The architecture of a Retrieval Augmented Generation (RAG)

This system deployed on Azure, using Azure Foundry as the application platform, Azure OpenAI for the Large Language Model (LLM) capabilities, and Azure Cosmos DB for vector storage and retrieval.

Core Concept: Why RAG?

Standard LLMs generate responses based solely on their training data, which can be outdated or lack specific domain knowledge. RAG addresses this by:

  1. Retrieving: Fetching relevant, up-to-date information from an external knowledge source (like documents stored and indexed in Cosmos DB) based on the user's query.

  2. Augmenting: Adding this retrieved information as context to the original user query.

  3. Generating: Sending the augmented prompt (original query + retrieved context) to the LLM (Azure OpenAI) to generate a more informed, accurate, and grounded response.

Main Architectural Components:

Here's a breakdown of the typical components involved in such a system:

+---------------------+      +--------------------------------+      +---------------------+
|   User Interface    |<---->|   RAG Application Service      |<---->| Azure OpenAI Service|
| (Web App, Chatbot, |      |   (Hosted on Azure Foundry)    |      | (LLM & Embeddings)  |
|  API Client, etc.)  |      +--------------------------------+      +---------------------+
+---------------------+                 |          ^
                                        |          |
                                  (Query Vector)  (Retrieved Context)
                                        |          |
                                        v          |
                         +-------------------------------------+
                         | Azure Cosmos DB (w/ Vector Search)  |
                         | - Vector Embeddings                 |
                         | - Original Text Chunks              |
                         | - Metadata                          |
                         +-------------------------------------+
                                        ^
                                        | (Data Ingestion & Indexing - Often Offline)
                                        |
+------------------------------------+  |  +-------------------------+
| Data Ingestion & Indexing Pipeline |<-+--| Source Knowledge Base   |
| (e.g., Azure Function, Data Factory|     | (Docs, DBs, Websites)   |
|  Uses Azure OpenAI Embedding Model) |     +-------------------------+
+------------------------------------+

Components:

  1. User Interface (UI) / Client Application:

    • Role: The entry point for user interaction. This could be a web application, a chatbot interface, an API endpoint for other services, etc.

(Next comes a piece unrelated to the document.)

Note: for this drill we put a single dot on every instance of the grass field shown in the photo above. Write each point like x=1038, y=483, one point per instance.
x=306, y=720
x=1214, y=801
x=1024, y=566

    • Function: Captures the user's query and sends it to the RAG Application Service. Displays the final generated response back to the user.

  2. RAG Application Service (Hosted on Azure Foundry):

    • Role: This is the central orchestrator of the RAG process. It's the custom application code you would write (e.g., in Go, Rust, C#, Java, Python) and deploy to Azure Foundry.

    • Platform: Azure Foundry provides the Platform-as-a-Service (PaaS) environment. You'd cf push your application artifact. Foundry manages the underlying infrastructure, scaling, routing, and service binding.

    • Key Functions:

      • Receives Query: Accepts the user query from the UI/Client.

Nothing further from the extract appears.